Esempio se l'utente si chiama pippo, ho modificato il passwd in questo modo:

pippo:x:uid:gid::/home/pippo:/home/pippo/script

speravo che in questo modo, al login di pippo, venisse lanciato il mio script, invece nulla, non riescco a loggarmi, non mi accetta la password ! 

Syslog mi da come errore: 

sshd[9474]: error: PAM: Authentication failure for pippo

qualcuno ha qualche idea ? 

Questa cosa la facevo con debian e funzionava. Qualcuno sa dirmi come fare? 

Grazie mille di tutto.

----------

## ago

Se devi lanciare uno script puoi usare bashrc

----------

## algebrato

 *ago wrote:*   

> Se devi lanciare uno script puoi usare bashrc

 

la questione era più complessa .... io voglio che l'ambiente di lavoro totale di quell'utente sia solo il mio scriptino interattivo. Non voglio che lui esca dallo script! 

Se metto l'esecuzione dello script nel bashrc, quell'utente ha il tempo di premere Ctrl-C e quindi stoppare l'esecuzione del bashrc (prima che arrivi a lanciare lo script) e quindi riesce ad avere una shell. Mentre io non voglio che abbia minimanete una shell di lavoro.

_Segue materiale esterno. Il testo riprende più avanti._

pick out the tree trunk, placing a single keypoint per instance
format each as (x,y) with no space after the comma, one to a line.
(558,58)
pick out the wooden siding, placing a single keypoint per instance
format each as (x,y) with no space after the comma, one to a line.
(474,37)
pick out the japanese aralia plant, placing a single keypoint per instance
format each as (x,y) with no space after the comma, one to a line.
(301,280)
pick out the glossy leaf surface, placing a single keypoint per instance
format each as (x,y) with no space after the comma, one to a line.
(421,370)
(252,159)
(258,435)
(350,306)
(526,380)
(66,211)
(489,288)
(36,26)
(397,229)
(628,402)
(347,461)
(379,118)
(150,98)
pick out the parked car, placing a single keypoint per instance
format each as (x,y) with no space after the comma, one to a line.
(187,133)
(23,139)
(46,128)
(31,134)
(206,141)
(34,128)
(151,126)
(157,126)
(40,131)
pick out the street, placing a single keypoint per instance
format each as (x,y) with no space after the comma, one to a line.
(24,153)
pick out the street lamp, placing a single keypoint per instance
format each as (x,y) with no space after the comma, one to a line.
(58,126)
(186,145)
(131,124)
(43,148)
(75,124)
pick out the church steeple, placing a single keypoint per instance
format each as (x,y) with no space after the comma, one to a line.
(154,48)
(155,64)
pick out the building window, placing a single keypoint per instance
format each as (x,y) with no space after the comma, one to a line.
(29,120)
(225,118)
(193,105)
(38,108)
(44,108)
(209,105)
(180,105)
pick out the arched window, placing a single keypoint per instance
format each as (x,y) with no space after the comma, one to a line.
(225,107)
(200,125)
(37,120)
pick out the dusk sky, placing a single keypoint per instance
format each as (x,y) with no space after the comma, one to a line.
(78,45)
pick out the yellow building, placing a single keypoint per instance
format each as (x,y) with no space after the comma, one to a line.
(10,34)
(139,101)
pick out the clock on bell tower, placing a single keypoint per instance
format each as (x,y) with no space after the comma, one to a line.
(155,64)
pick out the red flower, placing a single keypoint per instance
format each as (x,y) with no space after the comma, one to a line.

Cmq ho risolto, faccio loggare quell'utente su una porta diversa e ad ssh dico di effettuare l'autenticazione di quell'utente senza usare PAM.

----------

## .:deadhead:.

 *algebrato wrote:*   

> la questione era più complessa .... io voglio che l'ambiente di lavoro totale di quell'utente sia solo il mio scriptino interattivo. Non voglio che lui esca dallo script!

 

Piuttosto che togliere la comodità delle PAM ti suggerirei, se il tuo problema è impedire all'utente di uscire dal tuo script, potresti usare "trap" della bash e catturare i vari ctrl+z e ctrl+c  :Wink: 

semplice ed efficace

----------